Changing the order without saying so is at best sneaky, at worst dishonest.
it is actually neither. Unless you consider your compiler and processor to be "sneaky or dishonest"...
That's pretty silly. I don't expect my compiler to try to make arguments and present evidence in a honest and straightforward manner -- I do expect that from human interlocutors, and it's clear that humans changed the code to make it look more similar than it is, without mentioning anything about it.
That's the problem. we were having a technical discussion between people that _understood_ how this worked. We tried having it here and there was a demand to see what was being done. Several produced the incomplete results available so far. And now it seems we were dishonest for showing data that anybody familiar with the process would instantly understand. It was not intended to be dishonest, and that is why more data is not presently forthcoming, so that more can be completed, cross-checks, and displayed in a way that won't generate hundreds of questions and claims of dishonesty.
if you ask a good compiler guy about this, he would not think twice about what is being discussed here, it would be expected. At some point, the idea solution would be to take source A, and executable B that some believe contains parts of A in it, and decompile to C. And show that step first. And then start the "massaging" to undo the various tricks the compiler used to speed up the code, and show that. And then try to massage the resulting C', order, names, and such, to maintain semantic equality with B, but while attempting to make it match A as closely as possible. The closer they can be made to match, the more code A and B then have in common. If they could be made to match perfectly (which we do not expect since we know A and B play differently) then we would have established absolute proof that B came from A. As it is, we might find that significant parts can be made to match up, so we know that significant parts came from A. Or we might not be able to show much at all came from A.

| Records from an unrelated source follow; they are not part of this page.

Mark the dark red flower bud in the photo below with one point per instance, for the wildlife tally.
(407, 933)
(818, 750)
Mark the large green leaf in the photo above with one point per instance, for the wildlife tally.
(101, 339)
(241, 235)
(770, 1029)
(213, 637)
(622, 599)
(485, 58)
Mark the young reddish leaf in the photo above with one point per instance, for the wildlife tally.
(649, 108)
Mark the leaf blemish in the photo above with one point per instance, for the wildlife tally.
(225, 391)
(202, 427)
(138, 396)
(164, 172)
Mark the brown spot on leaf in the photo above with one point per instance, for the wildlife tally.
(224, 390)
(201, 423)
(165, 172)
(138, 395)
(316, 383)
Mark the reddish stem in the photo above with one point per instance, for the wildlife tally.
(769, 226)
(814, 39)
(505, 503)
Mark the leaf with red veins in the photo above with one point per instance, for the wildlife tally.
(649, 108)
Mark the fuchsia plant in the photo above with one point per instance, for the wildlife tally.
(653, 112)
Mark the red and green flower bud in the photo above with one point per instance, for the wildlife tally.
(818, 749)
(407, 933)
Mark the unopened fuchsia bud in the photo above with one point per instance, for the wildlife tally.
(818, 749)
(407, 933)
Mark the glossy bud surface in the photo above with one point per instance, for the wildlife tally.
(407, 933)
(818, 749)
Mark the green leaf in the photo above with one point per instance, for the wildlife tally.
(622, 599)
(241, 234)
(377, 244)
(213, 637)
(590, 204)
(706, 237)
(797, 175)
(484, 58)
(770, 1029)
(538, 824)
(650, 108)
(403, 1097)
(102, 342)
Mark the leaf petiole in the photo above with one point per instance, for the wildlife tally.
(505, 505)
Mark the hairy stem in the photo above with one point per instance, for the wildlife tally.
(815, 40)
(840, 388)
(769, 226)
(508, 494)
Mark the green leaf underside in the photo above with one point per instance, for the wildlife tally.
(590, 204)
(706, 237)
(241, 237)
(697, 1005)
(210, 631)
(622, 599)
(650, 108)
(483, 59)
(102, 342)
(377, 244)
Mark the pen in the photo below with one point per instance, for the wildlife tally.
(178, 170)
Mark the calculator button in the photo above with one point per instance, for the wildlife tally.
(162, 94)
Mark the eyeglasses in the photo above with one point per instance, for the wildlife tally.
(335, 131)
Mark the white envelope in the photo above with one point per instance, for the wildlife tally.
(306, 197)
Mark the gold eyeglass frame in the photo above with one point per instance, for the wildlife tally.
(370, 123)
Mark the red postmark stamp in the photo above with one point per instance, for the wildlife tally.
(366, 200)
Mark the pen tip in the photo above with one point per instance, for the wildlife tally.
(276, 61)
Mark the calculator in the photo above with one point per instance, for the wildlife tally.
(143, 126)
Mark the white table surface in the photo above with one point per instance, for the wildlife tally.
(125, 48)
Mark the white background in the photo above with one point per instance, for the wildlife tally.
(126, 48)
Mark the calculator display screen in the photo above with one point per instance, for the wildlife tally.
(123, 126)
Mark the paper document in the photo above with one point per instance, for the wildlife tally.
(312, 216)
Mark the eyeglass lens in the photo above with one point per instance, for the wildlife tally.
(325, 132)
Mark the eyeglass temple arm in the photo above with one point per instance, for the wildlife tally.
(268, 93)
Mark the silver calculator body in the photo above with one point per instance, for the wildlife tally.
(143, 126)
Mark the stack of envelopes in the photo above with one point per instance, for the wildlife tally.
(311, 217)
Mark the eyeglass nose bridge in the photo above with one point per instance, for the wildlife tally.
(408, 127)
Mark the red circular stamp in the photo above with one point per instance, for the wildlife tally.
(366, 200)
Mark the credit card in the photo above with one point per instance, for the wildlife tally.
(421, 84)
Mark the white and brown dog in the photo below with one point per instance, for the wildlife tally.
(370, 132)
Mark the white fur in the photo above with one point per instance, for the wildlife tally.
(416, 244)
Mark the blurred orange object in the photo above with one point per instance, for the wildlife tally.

Work continues. new results are coming daily. And they are being carefully checked. And one day everyone will see everything that has been found and can make an intelligent judgement on the results. Without all the name calling, claims of dishonesty and dark motives and such.
Just let the "process" proceed at the only pace it can proceed at, which is limited by individual's ability to spend X hours a day on this. And sooner, rather than later, there will be something to look at that is more polished and easier to follow than what has been shown to date. I'd rather see the ongoing discussions carried out here, but these threads simply make that impossible.
In the past, we were able to do this. For crafty clone claims, someone would post some evidence, I would analyze and post more evidence, and we would carry out the investigation in the open where everyone could follow it in real-time. But that didn't work in this case, for obvious reasons...
So, we wait.